XPath's capabilities extend to using logical operators (`and`, `or`), axes (`ancestor`, `descendant`, `following-sibling`), and functions (`contains()`, `starts-with()`, `not()`) for crafting complex queries.

1. **Logical Operators:**
   ```xpath
   //input[@type='submit' or @type='button']
   ```
   This selects all `input` elements with a `type` attribute of either 'submit' or 'button'.

2. **Using Axes:**
   ```xpath
   //div/ancestor::form
   ```
   This expression finds `form` ancestors of `div` elements.

3. **Applying Functions:**
   ```xpath
   //h2[contains(text(),'News')]
   ```
   It selects `h2` elements containing the text 'News'.

### Applying XPath in DP2

In DP2, XPath expressions are specified as data selectors for precise data extraction. For instance:

```json
{
  "elements": {
    "postTitle": {
      "col": "//div[contains(@class, 'post-title')]/text()",
      "type": "string"
    },
    "link": {
      "col": "//a/@href",
      "type": "string"
    }
  }
}
```

Here, `postTitle` is configured to extract text from `div` elements with 'post-title' class, and `link` extracts the `href` attribute from all links.

Here are some additional practical examples of using XPath to extract specific types of information:

### [Extracting Drug Information in ` detail_step `：](Jexter%20Configuration：Extracting%20Drug%20Information%20in%20'detail_step'.md)

- **Select `<td>` elements with the class 'drug-name':**
  ```xpath
  //td[@class='drug-name']
  ```
- **Select `<td>` elements with the class 'approval-number':**
  ```xpath
  //td[@class='approval-number']
  ```
- **Select `<td>` elements with the class 'company-name':**
  ```xpath
  //td[@class='company-name']
  ```
- **Select `<a>` elements within `<div>` elements with the class 'attachments':**
  ```xpath
  //div[@class='attachments']/a
  ```
- **Select `<p>` elements within `<div>` elements with the class 'reference':**
  ```xpath
  //div[@class='reference']/p
  ```

### [Extract the Total Number of Pages in `totalpage_step`：](Jexter%20Configuration：Extract%20the%20Total%20Number%20of%20Pages%20in%20`totalpage_step`.md)

- **Locate the last link in pagination (excluding "Next" and "Last"):**
  ```xpath
  //div[@class='pagination']//a[5]
  ```
- **Extract total page count from `<span>` within pagination info:**
  ```xpath
  //div[@class='pagination']/span[@class='page-info']
  ```
- **Extract total page count from pagination script in static pages:**
  ```xpath
  //div[@class='pagination']/script
  ```

### [Extracting the Category in `category_step`：](Jexter%20Configuration：Extracting%20the%20Category%20in%20'category_step'.md)


- **Extracting Category Name from Parent Box Element:**
   ```xpath
   //div[contains(@class, 'p_parentBox')]/a/text()
   ```

- **Extracting Category Name from Form Middle Content:**
   ```xpath
   //div[contains(@class, 'formMiddleContent482')]//a/text()
   ```


- **Extracting Category Name from Web Component Menu:**
   ```xpath
   //div[@class='w-com-menu-in']/ul/li/div/a/text()
   ```

### [Extract Page Information in `list_step`：](Jexter%20Configuration：Extract%20Page%20Information%20in%20the%20list_step%20.md)
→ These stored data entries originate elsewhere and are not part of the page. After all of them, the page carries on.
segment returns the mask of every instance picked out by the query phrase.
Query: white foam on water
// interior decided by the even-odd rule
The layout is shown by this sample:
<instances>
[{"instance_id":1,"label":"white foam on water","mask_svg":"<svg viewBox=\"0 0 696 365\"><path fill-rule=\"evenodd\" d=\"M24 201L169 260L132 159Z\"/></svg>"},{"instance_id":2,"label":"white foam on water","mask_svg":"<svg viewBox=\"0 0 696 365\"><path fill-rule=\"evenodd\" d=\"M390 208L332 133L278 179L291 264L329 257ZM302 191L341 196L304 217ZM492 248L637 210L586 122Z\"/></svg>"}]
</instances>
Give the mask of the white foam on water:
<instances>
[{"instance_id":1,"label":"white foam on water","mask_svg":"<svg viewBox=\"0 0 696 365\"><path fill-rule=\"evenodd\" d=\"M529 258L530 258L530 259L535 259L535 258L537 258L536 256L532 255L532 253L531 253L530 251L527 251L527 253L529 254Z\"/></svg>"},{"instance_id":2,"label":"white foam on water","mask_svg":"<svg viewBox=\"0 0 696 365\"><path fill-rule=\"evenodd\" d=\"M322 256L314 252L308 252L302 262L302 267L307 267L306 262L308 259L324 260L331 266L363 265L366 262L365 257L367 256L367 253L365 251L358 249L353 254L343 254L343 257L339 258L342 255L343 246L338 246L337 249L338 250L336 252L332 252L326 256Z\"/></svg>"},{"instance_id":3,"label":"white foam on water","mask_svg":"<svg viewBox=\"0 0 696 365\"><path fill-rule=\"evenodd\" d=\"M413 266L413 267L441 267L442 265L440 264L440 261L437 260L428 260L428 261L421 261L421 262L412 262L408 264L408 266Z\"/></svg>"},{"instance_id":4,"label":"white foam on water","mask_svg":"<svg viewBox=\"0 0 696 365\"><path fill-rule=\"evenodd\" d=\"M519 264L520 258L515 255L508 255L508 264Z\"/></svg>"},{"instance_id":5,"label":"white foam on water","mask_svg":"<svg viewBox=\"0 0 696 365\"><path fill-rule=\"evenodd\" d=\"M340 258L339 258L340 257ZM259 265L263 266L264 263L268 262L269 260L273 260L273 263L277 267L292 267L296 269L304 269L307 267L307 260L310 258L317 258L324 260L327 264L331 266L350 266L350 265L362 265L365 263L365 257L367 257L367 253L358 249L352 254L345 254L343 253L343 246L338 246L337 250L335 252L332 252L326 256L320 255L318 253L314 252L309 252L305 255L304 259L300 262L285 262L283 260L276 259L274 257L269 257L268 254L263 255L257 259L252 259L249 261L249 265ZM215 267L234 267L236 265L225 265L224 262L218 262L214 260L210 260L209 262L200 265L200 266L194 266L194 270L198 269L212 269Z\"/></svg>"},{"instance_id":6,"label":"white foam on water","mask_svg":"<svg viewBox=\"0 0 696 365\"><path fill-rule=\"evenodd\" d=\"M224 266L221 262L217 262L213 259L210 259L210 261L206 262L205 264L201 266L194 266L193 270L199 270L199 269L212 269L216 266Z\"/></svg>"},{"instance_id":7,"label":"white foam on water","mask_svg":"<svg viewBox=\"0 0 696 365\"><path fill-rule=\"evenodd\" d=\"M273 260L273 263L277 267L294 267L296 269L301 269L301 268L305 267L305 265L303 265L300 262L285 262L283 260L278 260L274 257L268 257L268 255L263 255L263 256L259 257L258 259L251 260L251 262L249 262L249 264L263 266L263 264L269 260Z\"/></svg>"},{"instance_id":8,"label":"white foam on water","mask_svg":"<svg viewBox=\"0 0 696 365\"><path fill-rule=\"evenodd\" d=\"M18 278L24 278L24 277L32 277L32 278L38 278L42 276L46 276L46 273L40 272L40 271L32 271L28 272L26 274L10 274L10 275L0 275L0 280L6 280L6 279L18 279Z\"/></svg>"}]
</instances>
- **Select `<li>` elements within `<ul>` elements with the class 'category-list':**
  ```xpath
  //ul[@class='category-list']/li
  ```

- **Select `<div>` elements within `<div>` elements with the class 'category-grid':**
  ```xpath
  //div[@class='category-grid']/div[@class='category-cell']
  ```

- **Select `<a>` elements within `<div>` elements with the class 'category-sidebar':**
  ```xpath
  //div[@class='category-sidebar']//a
  ```

- **Select `<a>` elements within `<div>` elements with the class 'category-tags':**
  ```xpath
  //div[@class='category-tags']//a
  ```

- **Select `<div>` elements within `<div>` elements with the class 'category-waterfall':**
  ```xpath
  //div[@class='category-waterfall']/div[@class='category-item']
  ```

### Resource Link

Explore XPath further with this handy resource:

- [XPath Cheatsheet](https://devhints.io/xpath)

This cheat sheet offers a quick reference for XPath syntax and functions, ideal for quick consultations during practical applications.

### Summary

XPath serves as a robust tool for data location and extraction in DP2, enabling precise targeting of document elements. When setting up DP2 configurations, thorough testing of XPath expressions is crucial to ensure they precisely target the intended elements.